Danimarkalı masalcı Hans Christian Andersen’in 1820’de kaleme aldığı tahmin edilen ilk masalı bulundu.
Tarihçi Esben Brage’ın, Odense’de Ulusal Arşiv’e kaldırılmış kutuları araştırırken bulduğu ‘Donyağından Mum’ adlı el yazması metin, 6 sayfa ve 700 kelimeden oluşan kısa bir masal.
Masalda, “iç güzelliği fark edilene ve tutuşturulana kadar ihmal edilen ve kirlenen saygıdeğer bir mumun hikâyesi” anlatılıyor.
Kitabın ithaf edildiği Bayan Bunkeflod’ın, Andersen’in çocukken ziyaret ettiği ve ödünç kitap aldığı bir kadın olduğu sanılıyor.

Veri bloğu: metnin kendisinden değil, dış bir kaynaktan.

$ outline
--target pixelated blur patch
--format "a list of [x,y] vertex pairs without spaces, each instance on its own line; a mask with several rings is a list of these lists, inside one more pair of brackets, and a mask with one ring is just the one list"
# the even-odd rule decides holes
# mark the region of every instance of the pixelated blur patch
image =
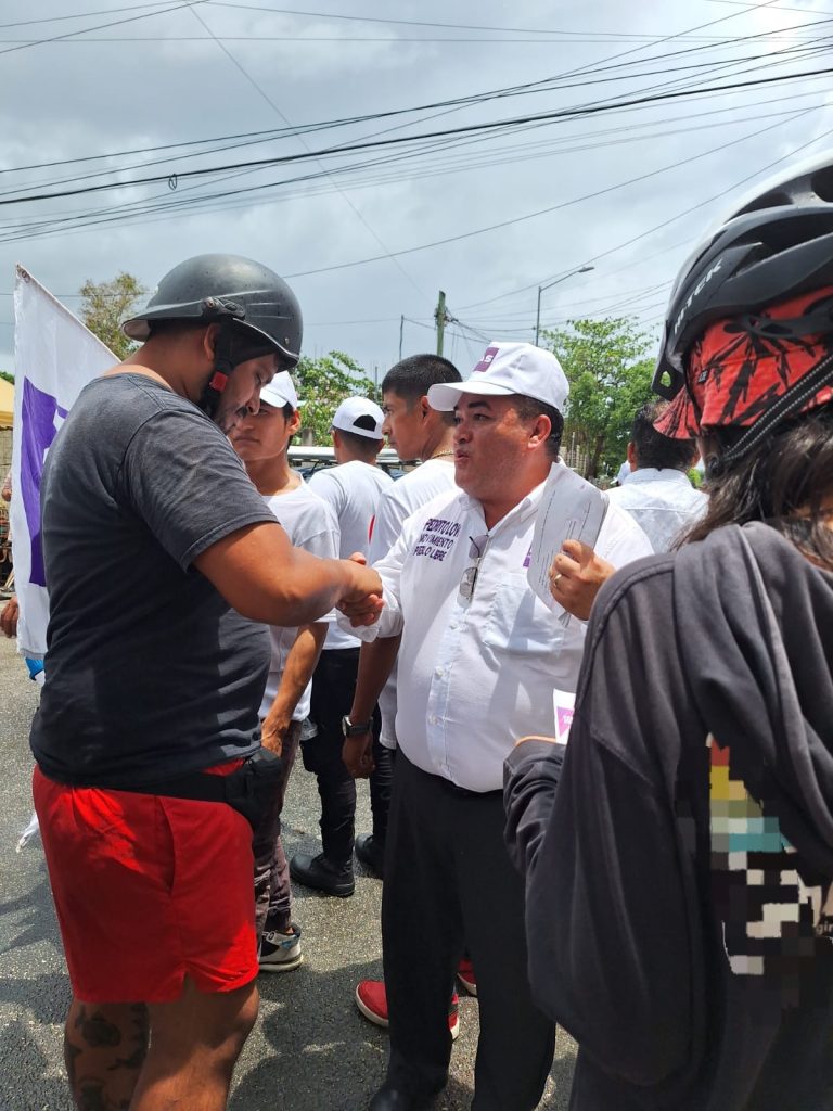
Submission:
[[831,884],[810,878],[775,814],[732,773],[732,753],[710,752],[712,899],[735,975],[766,978],[787,1005],[799,1002],[802,964],[829,944]]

Hans Christian Andersen kimdir?
2 Nisan 1805’te bir ayakkabıcının tek oğlu olarak dünyaya geldi. 11 yaşındayken babasının ölmesi üzerine okulu bıraktı ve annesiyle birlikte temizlikçi ve çamaşırcı olarak çalışmaya başladı. 1819’da tiyatro oyuncusu olmak ümidiyle gittiği Kopenhag’da başarılı olmadı ve 1828’de Kopenhag Üniversitesi’ne girdi.

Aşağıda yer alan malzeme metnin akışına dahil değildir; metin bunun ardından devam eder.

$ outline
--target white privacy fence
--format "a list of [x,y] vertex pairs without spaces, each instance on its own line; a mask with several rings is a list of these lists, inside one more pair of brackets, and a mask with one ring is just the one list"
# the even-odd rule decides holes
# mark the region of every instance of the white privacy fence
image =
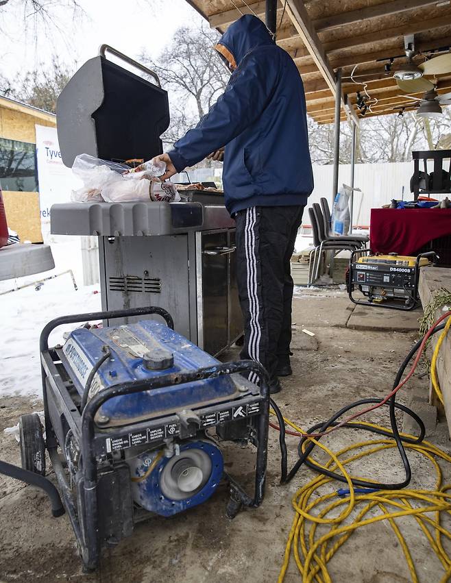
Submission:
[[[356,164],[354,186],[361,193],[354,193],[354,226],[367,227],[371,208],[380,208],[392,199],[413,200],[410,191],[411,177],[413,174],[413,163],[402,162],[383,164]],[[328,199],[332,207],[333,166],[314,166],[315,188],[308,199],[308,206],[319,202],[321,197]],[[351,183],[351,164],[341,164],[339,170],[339,185]],[[404,188],[404,195],[403,195]],[[332,210],[332,208],[331,208]],[[308,216],[305,216],[309,223]]]
[[[371,208],[380,208],[383,204],[389,203],[391,199],[400,200],[413,200],[413,195],[410,192],[411,176],[413,173],[413,162],[402,162],[383,164],[356,164],[355,166],[354,186],[359,188],[361,193],[354,193],[354,225],[368,227],[369,213]],[[313,166],[315,176],[315,189],[308,199],[308,206],[314,202],[319,202],[321,197],[326,197],[332,206],[333,183],[333,166]],[[192,182],[202,182],[205,180],[220,179],[221,169],[199,169],[189,171],[189,178]],[[178,176],[174,177],[179,178]],[[180,175],[180,180],[186,181],[186,175]],[[177,181],[175,181],[177,182]],[[341,164],[339,166],[339,184],[350,184],[351,165]],[[307,213],[304,215],[304,221],[308,224]]]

1829’da ilk önemli yapıtı sayılan “Holmen Kanalından Amager Adasının Doğu Ucuna Bir Yürüyüş”‘ü yayımladı. Almanya, Fransa, İtalya, Türkiye ve İngiltere’ye geziler yaptı ve yolculuklarından gezi kitaplarına birçok malzeme çıkardı.
Oyun yazarlığındaki başarısız girişimlerinden sonra köleliğin kötülüklerini anlattığı “Mulatten” (1840) ile dikkat çekti. “Doğaçlamacı” (Improvisatoren, 1835) ve “İki Barones” (De to Baronnesser, 1847) romanlarından en tanınmışlarıdır.
Asıl başarısını “Kibritçi Kız”, “Küçük Claus ve Büyük Claus” ve “Güzel Prenses ve Bezelye” gibi masalları içeren “Çocuk Masalları” (1835) kitabıyla yakaladı. Masallarının bazılarında iyiliğin ve güzelliğin zaferine olan iyimser bir inanç açığa vurulurken; bazıları da oldukça kötümser ve acıklıydı ve kendi yaşamından güçlü izler taşıyordu.
1872’ye kadar masal yazmayı sürdüren Andersen 4 Ağustos 1875’te Kopenhag’da hayata veda etti.
Kendine özgü masal anlatma yöntemiyle çocuk edebiyatına gerçek bir yenilik getirdi. Gündelik dilin deyimlerini ve kalıplarını kullandı. Masallarının çoğu Türkçeye de çevrildi.